Latest update December 11th, 2024 1:33 AM
Jul 06, 2010 News
The ‘torture teen’ compensation case has taken a twist. The state has raised the contention that to award damages to Twyon Thomas would “prejudice the trial” of the two ranks who have been charged in the matter “since it will have the effect of determining their guilt.”
The State’s response to the submissions of Khemraj Ramjattan, Thomas’s lawyer in the compensation case, has gone from denying the allegations by Thomas to seeking a delay in the proceedings.
Failing the delay it is seeking a dismissal of the instant motion filed by Ramjattan seeking compensation for 15-year-old Thomas.
The matter is currently being heard in both criminal and civil court. However, according to the Attorney General’s (AG) Office this should not be the case. The AG’s Office has taken the position that the outcome of the criminal matter will bear heavily on the civil suit and vice versa. It is contending that a “ruling in the instant Motion will amount to a ‘finding’ in proceedings” which will therefore impact upon any ruling made by the Magistrate’s Court in the criminal case against the two charged ranks.
The request that the court either stay the determination of the instant Motion pending the hearing and determination of the criminal proceedings or refuse the claim entirely came in the last submission of the Attorney General’s Office filed on June 22, last.
That submission also went on to address the $40M settlement that Ramjattan is seeking on Thomas’s behalf, calling it “outlandish, excessive and wholly misconceived”.
The Attorney General is citing several cases where the size of the settlement was based on the idea that the settlement should be compensatory and not punitive. One of the cases cited said that “the emphasis must be on the compensatory and not the punitive element. The objective is to affirm the right, not punish the transgressor.”
Ramjattan answered this submission with one of his own on June 30, 2010 when he stated that there are two officers charged with the offence was indicative of the State admitting liability since (the state’s) actions in the matter were found to be unlawful and warranting criminal penalties.
He went on to point out that regardless of the guilt or innocence of the two ranks charged, the State’s findings that the conduct of its agents was unlawful would be undisturbed.
Ramjattan stated in his last submission that the Respondents, on behalf of the state, have never “denied the facts as stated by the Applicant (Thomas)”.
He went on to highlight what he called the State’s refusal to even make a voluntary offer of compensation and the “arrogance, high-handedness, disdain and disregard for its citizens and their rights.”
The story which has been dragging out for some nine months now began when Twyon Thomas was arrested and taken from his home on the night of October 27, 2009 and subsequently detained by police until October 31, 2009.
Thomas deposed that during that period he suffered numerous beatings, verbal abuse and torture at the hands of the police. It was recorded that he suffered injuries consistent with a beating or beatings and was severely burnt on and around his genital area.
Thomas claimed that these injuries were all delivered as a result of his refusal to admit involvement in a crime that he knew nothing about.
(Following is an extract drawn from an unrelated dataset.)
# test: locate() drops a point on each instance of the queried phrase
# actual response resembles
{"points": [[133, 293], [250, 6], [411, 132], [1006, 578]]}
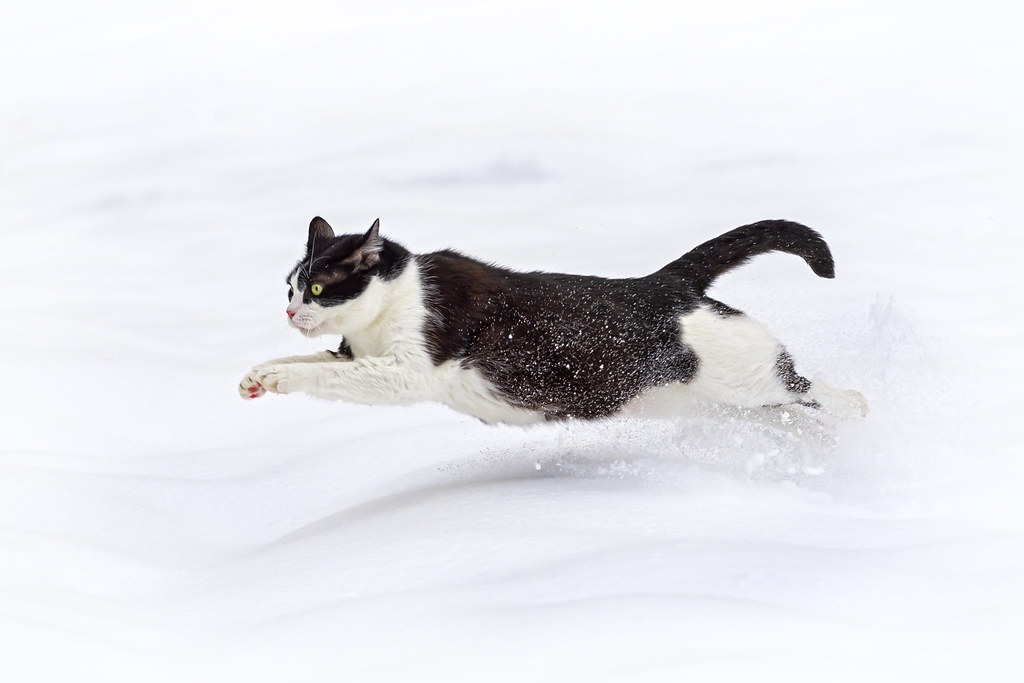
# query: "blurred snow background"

Ramjattan subsequently filed a suit for compensation on Thomas’s behalf last March. In the suit Ramjattan claimed that Thomas was due for compensation from the state as a result of a contravention of Article 141(1) of the constitution which provides that “No person shall be subjected to torture or to inhuman or degrading punishment or other treatment.”
In answer to Ramjattan’s claim, the Assistant Commissioner of Police, Seelall Persaud, in a sworn affidavit claimed that Thomas was arrested pursuant to a murder investigation and that he had no knowledge of the treatment that the boy claimed was visited upon him while in police custody.
Yet he admitted in the very same affidavit that as a result of an investigation conducted into the allegations of torture and use of force by members of the Force, two officers, Sergeant Narine Lall and Det. Constable Mohanram Dolai were facing criminal charges.